A brute force method with Excel gave me an EV of 2.01898101897439.
But I bet there's an elegant way to do the math.

Correct, but how about some details?

Before I begin, note that I use (n)C(k) to denote the number of combinations of n things taken k at a time; this is also C(n,k) or Combin(n,k).

This puzzle involves something called the Hockey Stick Principle:
(n)C(n) + (n+1)C(n) + (n+2)C(n) + ... + (n+k)C(n) = (n+k+1)C(n+1)
The name comes from the shape of the line of numbers when this is done on Pascal's Triangle.
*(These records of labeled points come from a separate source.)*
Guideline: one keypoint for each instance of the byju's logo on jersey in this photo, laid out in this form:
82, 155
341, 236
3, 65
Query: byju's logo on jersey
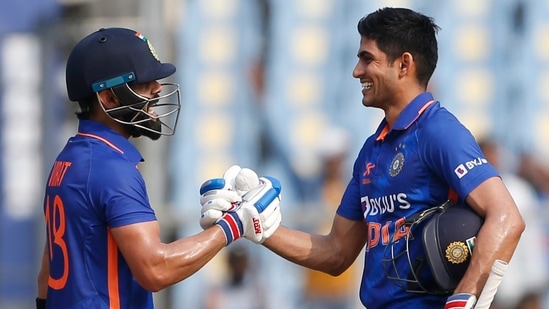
464, 168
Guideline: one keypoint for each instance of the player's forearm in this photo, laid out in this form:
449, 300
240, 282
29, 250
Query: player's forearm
497, 239
180, 259
308, 250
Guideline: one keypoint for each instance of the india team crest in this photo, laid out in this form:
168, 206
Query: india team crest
457, 252
396, 164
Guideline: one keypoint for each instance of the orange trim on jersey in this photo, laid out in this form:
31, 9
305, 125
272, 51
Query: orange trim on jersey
383, 133
112, 268
101, 139
452, 195
386, 129
424, 107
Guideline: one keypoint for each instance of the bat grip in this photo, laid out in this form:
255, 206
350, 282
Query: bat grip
492, 283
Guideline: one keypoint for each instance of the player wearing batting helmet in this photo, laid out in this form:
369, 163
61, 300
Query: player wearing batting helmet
103, 247
419, 157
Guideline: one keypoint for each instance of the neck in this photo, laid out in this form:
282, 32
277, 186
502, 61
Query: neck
399, 103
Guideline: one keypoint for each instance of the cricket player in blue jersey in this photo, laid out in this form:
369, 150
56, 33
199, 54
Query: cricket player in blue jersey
103, 246
419, 157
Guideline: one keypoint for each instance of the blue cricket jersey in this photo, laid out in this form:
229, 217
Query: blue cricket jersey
427, 156
94, 186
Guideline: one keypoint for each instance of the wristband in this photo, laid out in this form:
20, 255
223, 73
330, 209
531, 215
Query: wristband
40, 303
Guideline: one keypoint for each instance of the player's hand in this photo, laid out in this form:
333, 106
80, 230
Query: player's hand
219, 195
257, 216
461, 301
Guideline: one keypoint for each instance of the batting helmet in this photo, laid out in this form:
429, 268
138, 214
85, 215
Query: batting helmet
113, 59
447, 235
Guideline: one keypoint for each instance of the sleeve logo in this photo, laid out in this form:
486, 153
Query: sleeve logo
460, 171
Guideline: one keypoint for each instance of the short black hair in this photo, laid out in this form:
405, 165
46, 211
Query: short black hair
400, 30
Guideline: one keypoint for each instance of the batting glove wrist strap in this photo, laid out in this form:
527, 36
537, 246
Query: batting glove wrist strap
219, 195
461, 301
257, 216
232, 226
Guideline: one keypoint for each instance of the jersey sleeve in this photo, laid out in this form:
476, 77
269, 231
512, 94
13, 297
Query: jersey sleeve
350, 206
121, 194
451, 152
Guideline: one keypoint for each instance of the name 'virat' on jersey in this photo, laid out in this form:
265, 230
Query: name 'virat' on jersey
426, 156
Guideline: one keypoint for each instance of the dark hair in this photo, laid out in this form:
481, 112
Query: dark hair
400, 30
86, 107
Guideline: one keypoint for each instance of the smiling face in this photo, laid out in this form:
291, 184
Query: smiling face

Anyway, I will solve the generic case of subsets of K numbers out of {1, 2, 3, ..., N}
There are a total of (N)C(K) subsets
Let S be the smallest number in the subset
There are N-S numbers greater than S, and K-1 of them make up the rest of the numbers in the subset, so there are (N-S)C(K-1) subsets with the smallest number S.
There are (N-1)C(K-1) with smallest number 1, (N-2)C(K-1) with smallest number 2, and so on through (N-(N-(K-1)))C(K-1) with the smallest number N-(K-1), which is the one subset {N-K+1, N-K+2, ..., N}.
The sum of the smallest numbers = 1 x (N-1)C(K-1) + 2 x (N-2)C(K-1) + 3 x (N-3)C(K-1) + ... + N-(K-1) x 1
= ( (N-1)C(K-1) + (N-2)C(K-1) + (N-3)C(K-1) + ... + (K-1)C(K-1) ) + ( (N-2)C(K-1) + (N-3)C(K-1) + (N-4)C(K-1) + ... + (K-1)C(K-1) ) + ... + ( (K)C(K-1) + (K-1)C(K-1) ) + (K-1)C(K-1)
Apply the Hockey Stick Principle to each element in the sum
The sum = (N)C(K) + (N-1)C(K) + (N-2)C(K) + ... + (K+1)C(K) + (K)C(K)
Apply it again to the sum to get (N + 1)C(K + 1)
The expected return = (N + 1)C(K + 1) / (N)C(K)
= ( (N + 1)! / ( (K + 1)! (N - K)! ) ) / ( N! / K! (N - K)! )
= (N + 1)! / ( (K + 1)! (N - K)! ) ) x K! (N - K)! / N!
= (N + 1) N! K! (N - K)! / ( (K + 1) K! (N - K)! ) N!)
= (N + 1) / (K + 1)